Gustave Doré, Master of Imagination makes a very effective use of multimedia. Three computers permit visitors to page through digital simulacra of books illustrated by Doré, and two projectors convincingly demonstrate Doré's major influence on cinematic presentations of the Bible and the nineteenth-century city, first showing an illustration and then following it by several short film clips ranging from early-twentieth-century cinema to Cecil B. DeMille. In addition to this extremely effective use of projected moving images, the exhibition also includes a documentary presentation of Doré specialists discussing the artist's life and works. Although elegantly filmed and often interesting, the length of the documentary probably would work better on educational television than in an exhibition: most visitors I observed spent a few minutes watching it and then left to look at the paintings and sculpture.

The catalogue

cover of catalogue

The catalogue of which Philippe Kaenel is both editor and principal contributor serves as an excellent record of the exhibition, placing Doré's work in several necessary contexts. It begins with Kaenel's biography of Doré and a brief commentary on The Street Performers (or The Victim), after which comes David Kunzle's “Caricature and Comic Strip: in and around the Journal pour Rire, 1848-1854.” Then, after several pages of Rabelais illustrations, we have Kaenel's “Imagining Literature,” which is followed by two groupings of plates — eight in a section entitled “Fairy Tales” and nine from Don Quixote. Kaenel's essay, “Spain and London: Visions of Europe,” precedes the first of several one-page commentaries, this one by David Stilton entitled “A Vision of London,” after which come six pages of plates from “London a Pilgrimage” followed by Bertrand Tillier's “The Stylization of History,” which discusses Doré's work on the Crimean and Franco-Prussian Wars. Next, Côme Fabre provides a coda with his brief discussion of The Enigma. Kaenel's essay on Doré's religious painting and illustration — “Preacher Painter: Art, Devotion, and Spectacle” — has two codas, Valérie Sueur-Hermel's “The Neophyte” and Isabelle Saint-Martin's “The Holy Bible” — that are appropriately followed by half a dozen plates from the Doré Bible and eight fron Dante's Inferno. Kaenel's “Landscapes: ‘With his fingers and his imagination’” takes us in another direction, one quite unexpected to those who know only Doré the illustrator; Baldine Saint Girons here provides the coda-essay, “Lake in Scotland after a Storm.” Éduard Capet's “Doré, Sculptor” offers a valuable discussion of its subject, though one that seems absolutely unaware of British sculpture. Paul Lang here provides the coda with a fascinating discussion of Doré's bizarre, wonderful giant bronze vase. Six plates from Paradise Lost then precede Eric Zafran's “Doré in America” and Anna Markova's “Doré in Russia.” This massive catalogue closes with Valentine Robert's “Cinema and the Work of Doré,” an interview with Phillipe Druillet and appendices containing “A Short Biography,” “List of Works,” “Selected List of Illustrations by Gustave Doré,” “List of Exhibitions,” “Selected Bibliography,” and an index of names. Whew.

Where do we go next?

Despite the fact that Doré not only worked in England but directed much of his work at English (and American) audiences, the authors of the various essays, who concentrate on how Doré influenced others, show surprisingly little interest in obvious points of influence upon him.
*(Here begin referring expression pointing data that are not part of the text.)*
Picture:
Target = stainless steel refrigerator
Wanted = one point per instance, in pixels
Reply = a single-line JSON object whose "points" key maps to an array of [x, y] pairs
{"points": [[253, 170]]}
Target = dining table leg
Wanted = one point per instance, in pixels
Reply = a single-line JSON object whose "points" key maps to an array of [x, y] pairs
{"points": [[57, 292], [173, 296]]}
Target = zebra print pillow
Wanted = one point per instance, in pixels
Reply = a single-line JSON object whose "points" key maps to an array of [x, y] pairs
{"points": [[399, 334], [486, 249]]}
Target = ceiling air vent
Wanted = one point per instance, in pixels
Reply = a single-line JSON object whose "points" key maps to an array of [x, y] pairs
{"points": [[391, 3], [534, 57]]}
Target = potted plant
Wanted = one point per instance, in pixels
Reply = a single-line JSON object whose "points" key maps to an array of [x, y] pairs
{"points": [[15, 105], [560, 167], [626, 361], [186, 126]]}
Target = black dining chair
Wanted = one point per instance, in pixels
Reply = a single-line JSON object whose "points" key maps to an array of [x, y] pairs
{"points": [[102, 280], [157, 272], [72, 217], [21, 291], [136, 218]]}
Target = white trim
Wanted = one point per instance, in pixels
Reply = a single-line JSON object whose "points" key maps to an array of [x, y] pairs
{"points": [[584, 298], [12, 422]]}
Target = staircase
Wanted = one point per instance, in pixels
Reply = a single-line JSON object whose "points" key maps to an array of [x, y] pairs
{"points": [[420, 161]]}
The Giant Antaeus [Click on the image to enlarge it.]

The Giant Antaeus, Doré's illustration of the Inferno's canto 31, seems obviously dependent upon William Blake's Nebuchadnezzar, Isaac Newton, or The Ancient of Days, while the composition of The House of Caiaphas has much in common with that of Holman Hunt's The Finding of the Saviour in the Temple (1860). Similarly, Doré's wonderful Scottish landscapes seem very close to works by Alfred Breanski, David Farquharson, and other Scottish artists as well as those by the German-American Albert Bierstadt. Looking at a work in a different key, one wonders to what extent the trees at the left of The Art Institute of Chicago's Scottish Landscape (1873) — no. 195 in the exhibition — derive from trees in landscapes by Turner or Lear.

Doré, as this fine exhibition demonstrates, had so many different styles and worked in so many different genres and mediums that one wants to see what he took and what he rejected from contemporary art outside France. Certainly, all these similarities, like the question of Doré's relation to British illustration, deserves another exhibition or two. Philippe Kaenel and his fellow contributors have whetted our appetites with this wonderful show, and we want more.

Bibliography

Kaenel, Philippe. Gustave Doré, Master of Imagination. Paris: Musée d'Orsay; Ottawa: National Gallery of Canada, 2014.